In south Delhi, a special cell for Bangladeshi migrants operates from the second floor of Vasant Vihar police station. Guarded by policemen, the place is impenetrable for visitors. Only close relatives or associates with money are allowed secretly.
Md. Shafiq, 60, a scrap dealer was lucky to secure a release of 10 of his employees, though he denied paying any bribe. He said that his men were Assamese and that he went with proofs. However, he admitted having paid bribes on other occasions.
Saleem doesn’t have a patron. He works as a construction laborer. “The notice was too short. I couldn’t arrange for the bribe money,” Saleem said. “The policemen at Vasant Vihar say that the matter is out of their hand.”
Taslima has been handed over to Foreigners Regional Registration Office – an agency that handles the duty of verification of suspected migrants as illegal foreigners. It is also responsible for subsequent deportation.
She is presently at Barat Ghar in Sarai Rohilla, a detention center for Bangladeshi migrants, monitored by FRRO. From here the illegal immigrants are sent across border in batches of 60 people or more by train.
The family fears separation. Taslima is the mother of four children. Besides Sujan, the other three are Noor Aalam, 13; Rafiqul, 8, and Bilkis, 10.
Saleem appears resolute to support his family.
On phone, Taslima wailed. While talking to Saleem, she asked him to bring clothes and urged him to arrange for some money.
“They are likely to send me to Bangladesh on August 12th by train.
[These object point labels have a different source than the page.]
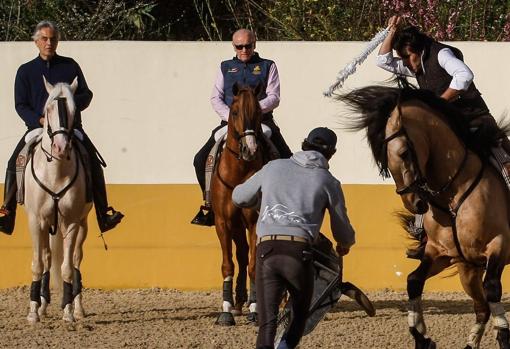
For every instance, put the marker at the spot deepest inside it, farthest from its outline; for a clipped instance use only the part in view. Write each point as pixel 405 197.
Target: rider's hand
pixel 342 251
pixel 394 22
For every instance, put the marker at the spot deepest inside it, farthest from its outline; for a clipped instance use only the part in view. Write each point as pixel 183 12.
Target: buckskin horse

I’ll try to cross the borders with that money,” said grief-stricken Taslima. “Meet me at the station,” she added while talking to her husband on phone.
Meanwhile, with the voluntary help of a lawyer, Saleem contested her nationality at the FRRO.
“I was informed the inquiry will take a month,” he said while clutching Rafiqul in his arms who escaped the police raid on that fateful night.